I agree with much of the above, in particular:
– Yes, Stat is a Must in Any Field of Science these days, including “Soft Sciences”.
– You may find a bit of calculus sporadically useful here and there, but you will never likely really “need” it.
– That said, though, I agree that a little calculus knowledge will really help you to understand how Life, The Universe, And Everything really works. Rates of fluid flow across a membrane. Rates of heat flow across boundaries. Interest rates, like if your investment account is compounded “continuously”. Anywhere there is a “rate” of anything, you will understand what is going on, with calculus, in a way that you never did before. You may get your formulas right out of the books, but you will then have an idea what is “really” going on with them.
njtt: “It is also involved in understanding reaction rates and changes of those rates. Really, the way biochemical processes pan out depends on the differing rates of different reactions under various, and sometimes continuously changing, conditions.”

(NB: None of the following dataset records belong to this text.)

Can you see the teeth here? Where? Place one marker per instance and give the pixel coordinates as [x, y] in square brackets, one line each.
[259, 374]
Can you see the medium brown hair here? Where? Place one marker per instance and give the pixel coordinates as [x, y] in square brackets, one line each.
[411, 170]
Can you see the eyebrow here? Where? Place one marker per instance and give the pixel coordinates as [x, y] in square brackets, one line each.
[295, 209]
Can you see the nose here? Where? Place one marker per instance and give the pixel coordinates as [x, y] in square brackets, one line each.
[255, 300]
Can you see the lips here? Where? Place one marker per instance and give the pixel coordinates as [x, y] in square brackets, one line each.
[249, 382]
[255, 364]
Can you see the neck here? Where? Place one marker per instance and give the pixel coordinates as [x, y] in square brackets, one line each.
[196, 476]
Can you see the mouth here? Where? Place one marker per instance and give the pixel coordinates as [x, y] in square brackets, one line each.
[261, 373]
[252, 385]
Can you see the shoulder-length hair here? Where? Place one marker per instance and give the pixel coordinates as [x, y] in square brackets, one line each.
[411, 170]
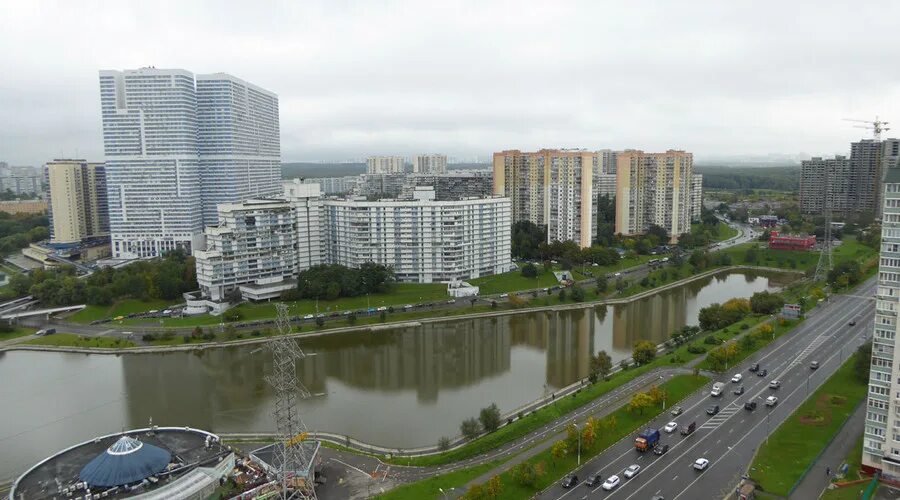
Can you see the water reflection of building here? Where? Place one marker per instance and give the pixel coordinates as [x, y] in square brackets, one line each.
[425, 359]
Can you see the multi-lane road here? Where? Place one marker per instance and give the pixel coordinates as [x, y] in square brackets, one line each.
[729, 440]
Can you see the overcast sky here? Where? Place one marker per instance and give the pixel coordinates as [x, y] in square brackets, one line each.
[358, 78]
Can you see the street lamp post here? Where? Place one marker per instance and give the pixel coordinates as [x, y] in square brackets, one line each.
[579, 441]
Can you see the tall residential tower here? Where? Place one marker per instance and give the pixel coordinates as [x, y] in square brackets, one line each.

Blake: “However i wouldn’t say that calculus is utterly worthless. I have used analytical packages where an understanding of the concepts of calculus were important. I have needed to at least understand rates of change, the theory behind area under the curve and so forth in order to be able to select the correct analysis to run.”
johnpost: "lab work can involve calculus. lots of different results involve the use of derivatives or integrals. "
IvoryTowerDenizen: "Yes. In grad school I needed to integrate under curves, which were traces that were collected from an NMR. I had to find the area. "
My anecdote: I worked as a low-level assistant with a dolphin research project once. They did field studies of humpback whales too. They took sightings of whales in various bays in the Pacific Northwest, and sightings of vessels. With all those coordinates (including the time of each sighting), we wanted to answer this question: What was the closest distance that any whale came to whatever vessel was nearby? Of course, we would have a computer program to take that data and do the actual computations.
My job was to design and write that computer program.
I didn’t know calculus at the time, except for tidbits I had picked up. But I saw here a minimization problem, where you want to find the smallest value that occurs. (Smallest, here, meaning find the smallest distance.) And I knew that calculus concerns itself with solving just such problems.
So I enrolled in the local community college and took the first semester calculus class. At the end of the class, I knew how to solve that problem.
Did it really require calculus? Turns out, it didn’t. The necessary formula (which I had to develop myself) turned out, after much algebraic wrangling, to be the equation of a simple parabola – which any one-year algebra student can minimize. But I needed that semester of calculus to understand the problem to begin with and to know how to develop that formula from the kind of data we had. Only after doing all that, did it then turn out to be fairly simple after all.